I find that I spend a considerable amount of my time spent on the ‘net talking economics. As such I usually find myself talking to two different types of people: Those who hold the field of economics in high esteem, and those who think it’s snake-oil designed to keep our elites in power and rolling in the dough.

Not that anyone asked, but here’s what I think. I view it through two lens:

Economics is the study of complex systems

As such it’s helpful to think of it as akin to big physics (with a caveat so important it’s my second point). Like physics, our understanding of economics has progressed significantly over the centuries. We can state with certainty specific things, state with high confidence other things, and have a pretty good hunch on a lot more. But there’s still a lot we don’t know. And in fact, we might not even know what we don’t know.

Economics is not the study of a natural system

Unlike physics, economics is the study of a complex system created by human hands. As such, for all the attempts at empiricism, it’s ultimately beholden to the whims of follies of human nature. Why is gold so valuable? It has some interesting physical properties, but its industrial value is limited. It doesn’t shelter or feed us.
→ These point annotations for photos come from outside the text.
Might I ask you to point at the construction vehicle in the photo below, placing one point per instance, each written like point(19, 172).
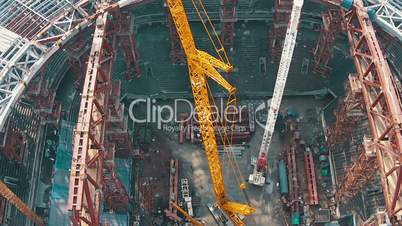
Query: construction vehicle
point(202, 66)
point(261, 165)
point(189, 218)
point(19, 204)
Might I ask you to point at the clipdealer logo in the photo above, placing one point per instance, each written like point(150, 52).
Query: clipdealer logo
point(168, 113)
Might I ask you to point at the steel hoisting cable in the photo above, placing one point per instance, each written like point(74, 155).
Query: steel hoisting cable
point(218, 49)
point(227, 146)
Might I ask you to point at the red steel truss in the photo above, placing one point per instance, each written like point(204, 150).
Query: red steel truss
point(117, 131)
point(359, 174)
point(277, 33)
point(14, 146)
point(128, 45)
point(176, 51)
point(115, 195)
point(228, 20)
point(382, 103)
point(331, 26)
point(379, 219)
point(350, 112)
point(90, 148)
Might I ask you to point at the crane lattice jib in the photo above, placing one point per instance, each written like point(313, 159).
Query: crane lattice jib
point(284, 65)
point(201, 65)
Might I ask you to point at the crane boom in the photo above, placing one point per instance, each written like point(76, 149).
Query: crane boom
point(260, 167)
point(202, 66)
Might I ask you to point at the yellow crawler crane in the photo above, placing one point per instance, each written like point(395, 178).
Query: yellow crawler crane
point(202, 66)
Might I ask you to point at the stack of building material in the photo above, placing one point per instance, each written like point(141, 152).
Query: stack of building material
point(311, 180)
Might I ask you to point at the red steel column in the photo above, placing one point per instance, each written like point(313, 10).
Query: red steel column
point(277, 33)
point(228, 20)
point(359, 174)
point(350, 111)
point(89, 144)
point(331, 26)
point(128, 45)
point(383, 104)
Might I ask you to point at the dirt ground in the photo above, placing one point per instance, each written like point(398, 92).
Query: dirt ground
point(266, 200)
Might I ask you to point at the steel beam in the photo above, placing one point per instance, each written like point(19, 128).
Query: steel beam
point(228, 20)
point(382, 103)
point(323, 52)
point(26, 55)
point(277, 32)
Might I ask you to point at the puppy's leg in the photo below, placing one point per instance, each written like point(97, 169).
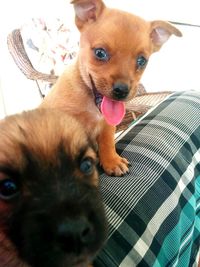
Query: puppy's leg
point(111, 162)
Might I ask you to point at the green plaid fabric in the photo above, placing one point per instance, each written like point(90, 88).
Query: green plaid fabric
point(154, 212)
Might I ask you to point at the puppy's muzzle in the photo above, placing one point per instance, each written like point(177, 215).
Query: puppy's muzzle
point(120, 91)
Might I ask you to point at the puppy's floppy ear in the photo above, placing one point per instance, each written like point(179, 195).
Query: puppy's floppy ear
point(160, 33)
point(87, 11)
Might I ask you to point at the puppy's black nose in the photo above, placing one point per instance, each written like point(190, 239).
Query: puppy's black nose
point(75, 234)
point(120, 90)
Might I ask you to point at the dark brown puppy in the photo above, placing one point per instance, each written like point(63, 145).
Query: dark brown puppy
point(51, 214)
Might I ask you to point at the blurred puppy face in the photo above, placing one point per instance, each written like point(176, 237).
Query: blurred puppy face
point(51, 212)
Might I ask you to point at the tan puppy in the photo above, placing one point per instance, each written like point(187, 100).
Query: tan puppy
point(115, 47)
point(51, 213)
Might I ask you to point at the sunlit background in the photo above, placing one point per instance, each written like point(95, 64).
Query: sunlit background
point(175, 67)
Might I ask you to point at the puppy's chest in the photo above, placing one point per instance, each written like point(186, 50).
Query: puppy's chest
point(91, 118)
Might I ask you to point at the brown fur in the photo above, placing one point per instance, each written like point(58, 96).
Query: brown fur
point(125, 37)
point(43, 149)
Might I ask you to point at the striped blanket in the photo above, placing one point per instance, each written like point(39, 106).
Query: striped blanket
point(154, 212)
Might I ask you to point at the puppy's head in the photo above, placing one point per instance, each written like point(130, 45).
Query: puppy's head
point(51, 212)
point(115, 47)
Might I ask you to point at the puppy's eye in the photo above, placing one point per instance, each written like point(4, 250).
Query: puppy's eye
point(141, 62)
point(101, 54)
point(87, 166)
point(8, 189)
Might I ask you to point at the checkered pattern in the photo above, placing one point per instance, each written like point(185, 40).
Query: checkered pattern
point(154, 212)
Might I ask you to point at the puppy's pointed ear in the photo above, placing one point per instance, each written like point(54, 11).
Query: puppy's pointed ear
point(87, 11)
point(160, 33)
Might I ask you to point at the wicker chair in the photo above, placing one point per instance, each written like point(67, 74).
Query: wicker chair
point(137, 106)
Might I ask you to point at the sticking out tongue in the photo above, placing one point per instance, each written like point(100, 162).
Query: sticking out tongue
point(113, 111)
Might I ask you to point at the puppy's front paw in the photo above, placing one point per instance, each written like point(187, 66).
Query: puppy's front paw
point(115, 166)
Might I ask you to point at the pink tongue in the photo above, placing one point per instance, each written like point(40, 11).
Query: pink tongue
point(113, 111)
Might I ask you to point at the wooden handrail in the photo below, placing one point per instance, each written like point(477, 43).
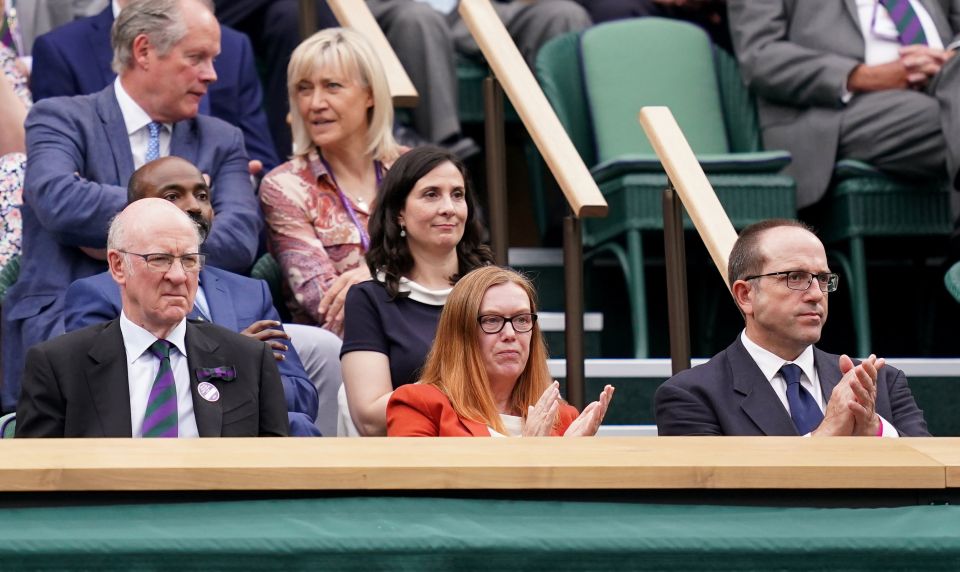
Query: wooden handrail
point(691, 184)
point(355, 15)
point(622, 463)
point(535, 111)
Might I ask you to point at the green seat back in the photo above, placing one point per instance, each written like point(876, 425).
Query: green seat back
point(650, 61)
point(558, 70)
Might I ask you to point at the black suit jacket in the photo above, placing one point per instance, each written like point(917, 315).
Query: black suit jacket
point(76, 385)
point(729, 395)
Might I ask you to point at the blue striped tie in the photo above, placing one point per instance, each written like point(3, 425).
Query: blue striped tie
point(153, 143)
point(906, 20)
point(804, 410)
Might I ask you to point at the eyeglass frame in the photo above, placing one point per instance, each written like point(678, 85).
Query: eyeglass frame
point(201, 259)
point(505, 320)
point(811, 276)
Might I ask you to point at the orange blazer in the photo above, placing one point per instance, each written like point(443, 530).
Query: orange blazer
point(416, 410)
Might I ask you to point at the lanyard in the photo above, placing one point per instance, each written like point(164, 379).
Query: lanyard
point(364, 237)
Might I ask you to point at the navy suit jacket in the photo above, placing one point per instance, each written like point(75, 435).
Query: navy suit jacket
point(76, 385)
point(74, 59)
point(234, 301)
point(729, 395)
point(78, 164)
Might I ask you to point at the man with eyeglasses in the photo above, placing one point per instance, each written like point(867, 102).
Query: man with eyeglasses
point(773, 380)
point(230, 300)
point(872, 80)
point(151, 372)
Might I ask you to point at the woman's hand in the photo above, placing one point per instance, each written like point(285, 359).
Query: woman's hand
point(331, 305)
point(542, 416)
point(587, 423)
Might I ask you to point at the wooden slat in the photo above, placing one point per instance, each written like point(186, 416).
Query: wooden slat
point(466, 463)
point(535, 111)
point(944, 450)
point(355, 14)
point(691, 183)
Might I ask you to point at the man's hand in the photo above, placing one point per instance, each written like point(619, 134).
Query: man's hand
point(891, 75)
point(331, 305)
point(589, 420)
point(263, 330)
point(543, 416)
point(862, 381)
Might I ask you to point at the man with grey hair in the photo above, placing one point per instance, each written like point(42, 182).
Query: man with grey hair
point(150, 372)
point(82, 150)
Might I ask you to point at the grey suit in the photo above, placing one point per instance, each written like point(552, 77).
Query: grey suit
point(729, 395)
point(796, 55)
point(76, 385)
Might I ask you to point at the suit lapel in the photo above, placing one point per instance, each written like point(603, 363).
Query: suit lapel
point(183, 141)
point(219, 301)
point(760, 402)
point(116, 131)
point(200, 354)
point(106, 376)
point(100, 44)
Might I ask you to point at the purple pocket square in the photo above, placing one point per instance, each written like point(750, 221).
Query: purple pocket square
point(223, 373)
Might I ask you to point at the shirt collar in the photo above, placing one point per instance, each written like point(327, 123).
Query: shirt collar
point(134, 117)
point(770, 363)
point(137, 340)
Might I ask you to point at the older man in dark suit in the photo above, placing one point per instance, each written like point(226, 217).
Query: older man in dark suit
point(151, 372)
point(772, 380)
point(82, 150)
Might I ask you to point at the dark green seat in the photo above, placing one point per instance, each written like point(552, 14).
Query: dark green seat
point(952, 281)
point(598, 81)
point(8, 425)
point(863, 203)
point(9, 274)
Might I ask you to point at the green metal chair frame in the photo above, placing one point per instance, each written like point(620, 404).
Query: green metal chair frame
point(648, 62)
point(952, 281)
point(864, 203)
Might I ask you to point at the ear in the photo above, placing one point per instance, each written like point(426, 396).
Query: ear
point(141, 51)
point(743, 295)
point(117, 269)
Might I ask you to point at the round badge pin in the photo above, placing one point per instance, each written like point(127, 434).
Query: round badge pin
point(208, 391)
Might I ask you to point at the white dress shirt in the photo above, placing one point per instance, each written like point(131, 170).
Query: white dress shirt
point(770, 364)
point(136, 121)
point(880, 36)
point(142, 368)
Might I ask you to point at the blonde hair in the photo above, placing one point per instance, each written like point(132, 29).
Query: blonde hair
point(455, 366)
point(348, 52)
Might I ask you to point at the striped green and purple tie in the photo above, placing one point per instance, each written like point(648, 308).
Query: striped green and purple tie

It’s [elevated] value is solely the product of the legacy that ancient humans thought it valuable.

Economics does not operate independently, but is subject to constant rational – and irrational – political considerations that stand apart from the economic system.  A recent example is the policies of austerity being employed in Europe. As constantly pointed out by Paul Krugman & others, austerity goes not only against past understanding of economics but the data that clearly shows it to be a failure. So why does austerity continue to be pushed? Because the economic outcome is not primary concern. Whether it’s the Shock Doctrine being deployed or that it stems from some more primitive impulse1 – the economic system is a system beholden. Why do North Americans insulate their agricultural industry when economic orthodoxy makes the strong case that dropping tariffs & subsidies will bring the best outcome for the North American consumer?

Because agriculture is about national security, not economics. A nation that cannot feed itself is incredibly vulnerable.

So while the one side of me appreciates the field of economics and I love to peruse and cite economic data, I’m also aware on another level we are dealing with, basically, voodoo.

1For many see economics as a morality play. One is poor not because of vast & complicated socio-economic factors, but because one is a lazy motherfucker…who deserves to rot.